July 19th, 2016 | by Ilana Boivie

The District helps unemployed workers in a number of important ways, including recent reforms to improve the city’s Unemployment Insurance (UI) program. But there are still creative ways DC can further assist the unemployed, especially extending UI benefits to workers who are forced to leave their jobs due to domestic violence or other personal traumas. Recommendations for DC and the states were highlighted in a report released last week by several national organizations.

The following reforms to DC’s UI program were part of the Fiscal Year 2017 budget:

  1. Raising the maximum weekly UI benefit amount to $425, the first increase in a decade;
  2. Helping workers retain part-time employment to supplement their UI benefits;
  3. Ensuring that all workers can get UI benefits for 26 weeks if needed; and
  4. Authorizing the Department of Employment Services (DOES) to adjust unemployment benefits each year for inflation.

capThanks to these changes, the District now incorporates six out of seven recommendations from a new report on strengthening UI from the Center for American Progress, the National Employment Law Project, and the Georgetown Law Center on Poverty and Inequality.
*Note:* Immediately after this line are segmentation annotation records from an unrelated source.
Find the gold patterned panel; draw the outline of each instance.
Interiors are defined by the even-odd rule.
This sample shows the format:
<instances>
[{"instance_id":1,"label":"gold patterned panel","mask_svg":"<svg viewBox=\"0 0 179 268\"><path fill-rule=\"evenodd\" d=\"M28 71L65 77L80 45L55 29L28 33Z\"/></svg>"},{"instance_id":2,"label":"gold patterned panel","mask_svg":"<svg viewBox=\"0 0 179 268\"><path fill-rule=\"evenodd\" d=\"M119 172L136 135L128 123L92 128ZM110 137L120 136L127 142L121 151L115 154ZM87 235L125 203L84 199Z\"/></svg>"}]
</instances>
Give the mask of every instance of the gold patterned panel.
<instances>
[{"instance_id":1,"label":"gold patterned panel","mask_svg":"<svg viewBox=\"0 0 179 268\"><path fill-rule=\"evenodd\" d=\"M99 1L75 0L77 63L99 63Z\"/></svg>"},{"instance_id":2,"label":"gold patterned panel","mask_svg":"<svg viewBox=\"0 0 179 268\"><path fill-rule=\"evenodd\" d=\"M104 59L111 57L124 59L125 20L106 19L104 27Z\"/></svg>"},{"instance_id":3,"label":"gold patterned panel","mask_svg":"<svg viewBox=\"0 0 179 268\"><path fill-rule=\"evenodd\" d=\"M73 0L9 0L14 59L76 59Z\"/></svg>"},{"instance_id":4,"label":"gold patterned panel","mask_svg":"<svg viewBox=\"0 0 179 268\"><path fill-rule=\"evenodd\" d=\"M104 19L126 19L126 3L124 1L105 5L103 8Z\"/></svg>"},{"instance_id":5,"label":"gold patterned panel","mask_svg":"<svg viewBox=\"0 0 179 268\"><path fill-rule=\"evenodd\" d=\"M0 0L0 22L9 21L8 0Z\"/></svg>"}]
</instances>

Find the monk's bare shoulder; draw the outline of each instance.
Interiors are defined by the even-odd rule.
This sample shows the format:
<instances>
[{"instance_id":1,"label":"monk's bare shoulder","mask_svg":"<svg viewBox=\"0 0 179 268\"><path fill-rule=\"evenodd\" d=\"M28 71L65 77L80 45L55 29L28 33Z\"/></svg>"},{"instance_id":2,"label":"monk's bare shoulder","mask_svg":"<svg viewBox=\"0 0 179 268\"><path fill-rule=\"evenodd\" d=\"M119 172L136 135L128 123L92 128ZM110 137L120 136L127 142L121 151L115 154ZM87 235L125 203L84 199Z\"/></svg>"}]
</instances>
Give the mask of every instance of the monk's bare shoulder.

One recommendation that DC does not currently follow would be to allow workers to get help from UI when they leave work due to unreasonable scheduling practices or for compelling personal reasons, such as escaping domestic violence or caring for a sick family member. Instead, DC workers can only get benefits if they lose a job “through no fault of their own,” such as being laid off.

The report also recommends several new policies to better serve unemployed workers across the country. First, in order to help unemployed residents find quality work, the report recommends increasing and improving re-employment services, and providing additional technical assistance to workers who must “reskill” in order to find a job in a new career or industry. Second, the report proposes a “Jobseekers Allowance,” a small, short-term weekly benefit that would be available to all jobseekers—whether or not they qualify for UI—in order to support their job search activities. (In the District, only 32 percent of all jobseekers actually qualify for unemployment.)

While DC’s unemployment program clearly serves its workers well—and will be even more robust thanks to the new legislation—this new report highlights the fact that more can be done to better ensure that city workers are able to make ends meet when they face unemployment.